AdvPrompter: Fast Adaptive Adversarial Prompting for LLMs (2404.16873v1)

Published 21 Apr 2024 in cs.CR, cs.AI, cs.CL, and cs.LG

Abstract: While recently LLMs have achieved remarkable successes, they are vulnerable to certain jailbreaking attacks that lead to generation of inappropriate or harmful content. Manual red-teaming requires finding adversarial prompts that cause such jailbreaking, e.g. by appending a suffix to a given instruction, which is inefficient and time-consuming. On the other hand, automatic adversarial prompt generation often leads to semantically meaningless attacks that can easily be detected by perplexity-based filters, may require gradient information from the TargetLLM, or do not scale well due to time-consuming discrete optimization processes over the token space. In this paper, we present a novel method that uses another LLM, called the AdvPrompter, to generate human-readable adversarial prompts in seconds, $\sim800\times$ faster than existing optimization-based approaches. We train the AdvPrompter using a novel algorithm that does not require access to the gradients of the TargetLLM. This process alternates between two steps: (1) generating high-quality target adversarial suffixes by optimizing the AdvPrompter predictions, and (2) low-rank fine-tuning of the AdvPrompter with the generated adversarial suffixes. The trained AdvPrompter generates suffixes that veil the input instruction without changing its meaning, such that the TargetLLM is lured to give a harmful response. Experimental results on popular open source TargetLLMs show state-of-the-art results on the AdvBench dataset, that also transfer to closed-source black-box LLM APIs. Further, we demonstrate that by fine-tuning on a synthetic dataset generated by AdvPrompter, LLMs can be made more robust against jailbreaking attacks while maintaining performance, i.e. high MMLU scores.

PDF Abstract

Automated Red-Teaming of LLMs through AdvPrompter: A Novel Technique for Generating Adversarial Prompts

Introduction and Background

LLMs are pivotal in advancing various AI applications due to their ability to generate text that mimic human-like understanding. While these models bring immense benefits, they also present vulnerabilities in the form of "jailbreaking attacks," where bad actors manipulate models to produce harmful, toxic, or undesirable outputs.
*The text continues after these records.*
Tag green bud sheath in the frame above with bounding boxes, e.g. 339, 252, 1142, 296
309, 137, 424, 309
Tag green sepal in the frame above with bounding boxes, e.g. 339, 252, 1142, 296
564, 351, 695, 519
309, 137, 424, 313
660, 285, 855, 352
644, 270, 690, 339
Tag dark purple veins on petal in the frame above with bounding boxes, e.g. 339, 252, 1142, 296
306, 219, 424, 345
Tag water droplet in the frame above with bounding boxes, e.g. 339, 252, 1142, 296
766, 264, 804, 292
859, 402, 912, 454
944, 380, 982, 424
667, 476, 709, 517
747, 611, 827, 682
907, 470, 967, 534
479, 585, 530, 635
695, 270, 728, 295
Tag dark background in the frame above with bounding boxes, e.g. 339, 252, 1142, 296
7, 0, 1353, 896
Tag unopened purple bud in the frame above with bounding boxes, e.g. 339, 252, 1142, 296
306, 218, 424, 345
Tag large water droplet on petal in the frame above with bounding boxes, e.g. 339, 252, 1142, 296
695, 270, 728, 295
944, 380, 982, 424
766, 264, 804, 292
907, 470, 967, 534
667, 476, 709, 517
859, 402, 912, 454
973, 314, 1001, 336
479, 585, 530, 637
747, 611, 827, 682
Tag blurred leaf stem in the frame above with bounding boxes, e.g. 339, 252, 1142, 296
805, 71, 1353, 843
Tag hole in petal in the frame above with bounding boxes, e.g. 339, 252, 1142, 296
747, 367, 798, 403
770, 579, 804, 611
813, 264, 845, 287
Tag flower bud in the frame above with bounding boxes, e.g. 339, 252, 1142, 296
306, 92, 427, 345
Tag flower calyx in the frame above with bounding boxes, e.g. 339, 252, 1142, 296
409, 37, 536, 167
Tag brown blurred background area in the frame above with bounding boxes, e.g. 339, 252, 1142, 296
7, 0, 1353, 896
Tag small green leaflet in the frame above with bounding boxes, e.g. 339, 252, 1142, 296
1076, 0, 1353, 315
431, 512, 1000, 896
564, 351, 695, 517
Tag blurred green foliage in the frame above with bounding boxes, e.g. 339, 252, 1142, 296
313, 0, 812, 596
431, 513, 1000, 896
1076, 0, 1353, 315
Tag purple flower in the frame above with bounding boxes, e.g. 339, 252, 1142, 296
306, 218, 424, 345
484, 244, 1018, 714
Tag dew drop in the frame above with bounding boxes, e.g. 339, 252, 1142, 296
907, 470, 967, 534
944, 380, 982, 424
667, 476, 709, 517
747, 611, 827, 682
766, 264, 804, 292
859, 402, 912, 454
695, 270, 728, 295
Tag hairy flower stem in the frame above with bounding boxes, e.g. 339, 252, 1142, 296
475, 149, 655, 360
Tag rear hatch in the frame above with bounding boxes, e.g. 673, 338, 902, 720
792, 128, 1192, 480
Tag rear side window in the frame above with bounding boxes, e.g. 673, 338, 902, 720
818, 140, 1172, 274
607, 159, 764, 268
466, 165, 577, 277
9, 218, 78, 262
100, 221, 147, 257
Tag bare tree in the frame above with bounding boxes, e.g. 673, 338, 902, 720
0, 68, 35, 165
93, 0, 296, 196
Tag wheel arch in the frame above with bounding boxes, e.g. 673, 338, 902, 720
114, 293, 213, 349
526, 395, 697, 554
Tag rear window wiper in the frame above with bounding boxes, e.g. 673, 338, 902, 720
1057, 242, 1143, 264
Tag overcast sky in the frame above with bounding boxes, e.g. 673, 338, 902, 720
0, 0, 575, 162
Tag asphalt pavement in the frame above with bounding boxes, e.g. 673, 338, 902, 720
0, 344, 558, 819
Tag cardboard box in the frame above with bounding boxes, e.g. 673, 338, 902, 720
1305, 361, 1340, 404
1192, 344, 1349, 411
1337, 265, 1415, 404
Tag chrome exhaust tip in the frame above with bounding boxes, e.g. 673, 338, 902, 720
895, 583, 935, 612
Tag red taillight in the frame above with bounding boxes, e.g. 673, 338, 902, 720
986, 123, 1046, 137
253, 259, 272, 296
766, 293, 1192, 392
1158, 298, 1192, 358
Current approaches to generating adversarial prompts to test these vulnerabilities are either too slow, reliant on gradients from the model, or produce non-human-readable text.

Advancements in Automated Red-Teaming

This work introduces AdvPrompter, an LLM dedicated to generating human-readable, adversarial prompts aimed at breaching the security mechanisms of another LLM, referred to here as the TargetLLM.

Key Innovations:

AdvPrompter is an LLM trained specifically to automate the creation of adversarial prompts.
It utilizes a training strategy named AdvPrompterTrain, which alternates between generating high-quality target adversarial prompts and fine-tuning the AdvPrompter using these targets.
A novel method, AdvPrompterOpt, efficiently generates adversarial targets bypassing the need for computationally expensive discrete token optimization.
The method achieves fast generation of prompts that are not only effective in bypassing safety mechanisms but also remain human-readable and coherent.

Methodology

Training the AdvPrompter

The training involves a novel alternating optimization method:

AdvPrompterOpt phase: Generates target adversarial prompts that effectively trick the TargetLLM while maintaining coherence and readability.
Supervised Fine-Tuning phase: Uses the targets generated in the previous step to fine-tune AdvPrompter, improving its ability to autonomously generate adversarial prompts.

This approach enables efficient re-training cycles, enhancing the AdvPrompter's performance through iterative refinement of adversarial prompts targeted at the TargetLLM's vulnerabilities.

Numerical Results and Performance Analysis

The performance of AdvPrompter is notable:

AdvPrompter outperforms previous methods in generating human-readable adversarial prompts that effectively bypass LLM safety mechanisms.
It also demonstrates faster prompt generation capabilities compared to existing approaches, enabling multi-shot attacks which further increase success rates.
Extensive experiments across various LLMs confirm AdvPrompter’s effectiveness in both whitebox and blackbox settings, showcasing strong generalization capabilities even when tested against LLMs not used during training.

Implications and Future Work

The introduction of AdvPrompter presents several practical and theoretical implications:

Efficiency in Automated Red-Teaming: Provides a faster, automated approach to generating adversarial prompts that can adapt to different inputs and target models.
Enhancing Model Robustness: Generates data for adversarial training, potentially improving LLMs' robustness against similar attacks.
Future Research Directions: Prompts exploration into fully automated safety fine-tuning of LLMs and adapting the approach for broader applications in prompt optimization.

In conclusion, this paper’s methodologically sound approach to automating the generation of adversarial prompts presents a significant step towards understanding and mitigating vulnerabilities in LLMs. The development of AdvPrompter and its training techniques not only provides efficient tools for red-teaming LLMs but also opens new avenues for safeguarding AI models against emerging threats.